I have been giving the foregoing paragraph from Bishop Asbury's writings so that the reader can form an estimate of the man. Comments are of no value compared to the actual words used by a historical character.

That word antinomian is a fearless criticism levelled against the older churches of that date and especially the Prebyterian doctrine of justification by faith and not by works, which must be admitted has led to abuses by those who sought excuses to break the ten commandments. There is probably more danger of antinomianism now than ever in these days of easy faith and loose morals. What the world needs is righteousness.

Of all the records that the Bishop left, the most severe stricture is on Morgantown, today the university city of West Virginia, the most strict temperance town, and the place where the Methodists reign supreme. Asbury said:

I had a lifeless, disorderly people to hear me at Morgantown to whom I preached. It is a matter of grief to behold the excesses, particularly in drinking, which abounds here.

Faithful are the wounds of a friend. Open rebuke. Perhaps the publication of this criticism over a hundred years ago has had something to do with the regeneration of that fair city.

In 1792, in May, the Bishop attended a conference at Lewisburg, and from there he went through Randolph and Barbour Counties, on to Uniontown, Pennsylvania.

In May, 1796, the Bishop made another trip from Lewisburg by the way of Marlinton, to Morgantown.
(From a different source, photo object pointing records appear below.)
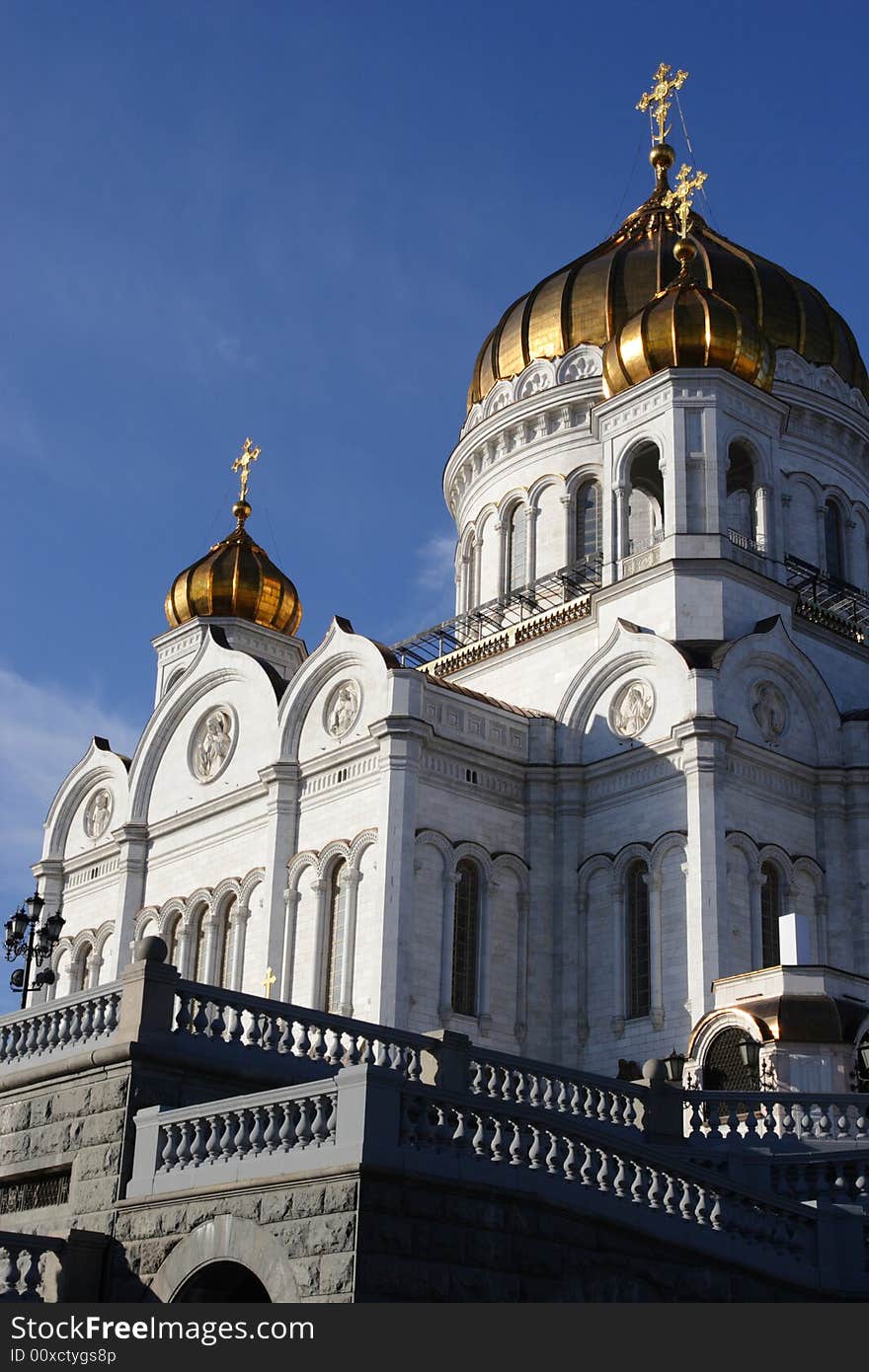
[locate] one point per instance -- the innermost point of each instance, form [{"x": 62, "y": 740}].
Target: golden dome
[
  {"x": 590, "y": 301},
  {"x": 686, "y": 326},
  {"x": 235, "y": 580}
]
On these two last trips he seems to have tried the trail over the Elk Mountain and down the Old Field Fork of Elk to the waters of the Monongahela. The same problem confronts the traveller today as he switches from the Elk route, to the Clover Creek gap, and to the road over Cheat, complaining about them all.

There is no question that the work on the frontier as begun by Asbury has never been neglected for an instant to this day. Doddridge, the historian, refers to them as evangelical preachers who never failed to visit each wilderness settlement to collect the pioneers into societies for the worship of God.

Among the first preachers of the Methodist church was the Rev. J.J. Jacob who married the widow of Col. Michael Cresap. Their son was governor of West Virginia.

Rev. John Cooper, Rev. Samuel Breeze, Rev. Peter Moriarty, Rev. John Robert Ayers, Rev. Stephen Deakin, and Rev. William Phoebus were among the Methodist ministers of the seventeen eighties, when civilization was getting such a strong foot hold in central West Virginia. Sixty dollars a year was considered a good salary for a minister then.

One of the early preachers was the Rev. Asa Shinn, of Marion County, who founded the Methodist Protestant church. In 1804, Rev. Asa Shinn rode the Guyandotte circuit, succeeding the Rev. William Steele.

Rev. Henry Smith in the year 1794 had a circuit that took in the country between Morgantown and the head of the West Fork and Hackers Valley. This minister left an autobiography in which his work in the mountains is described in detail. And by the way, one of the oldest settlers on this river was Edmund West and that probably accounts for the name of the river.

Mr. Smith relates that he preached at the house of Stortze's on the headwaters of the West Fork and that while the meeting was being held that a young man interrupted the services with the news that the body of a young woman who had been killed and scalped by the Indians had been found in the woods.

Checking up on that incident, I find that Withers says that at this place in July, 1794, that a party of six Indians came to the house of John Runyon and captured his daughter and took her twelve miles into the wilderness and there killed and scalped her. It was almost the last of the Indian tragedies in West Virginia.

Bishop Asbury builded better than he knew. He was not a happy man, but he was a busy and useful one, and people are just beginning to realize what a tremendous work he accomplished by his devotion and perseverence. He is probably the greatest evangelist of all times and places. And his statue looks down each day on an endless line of Antinomians.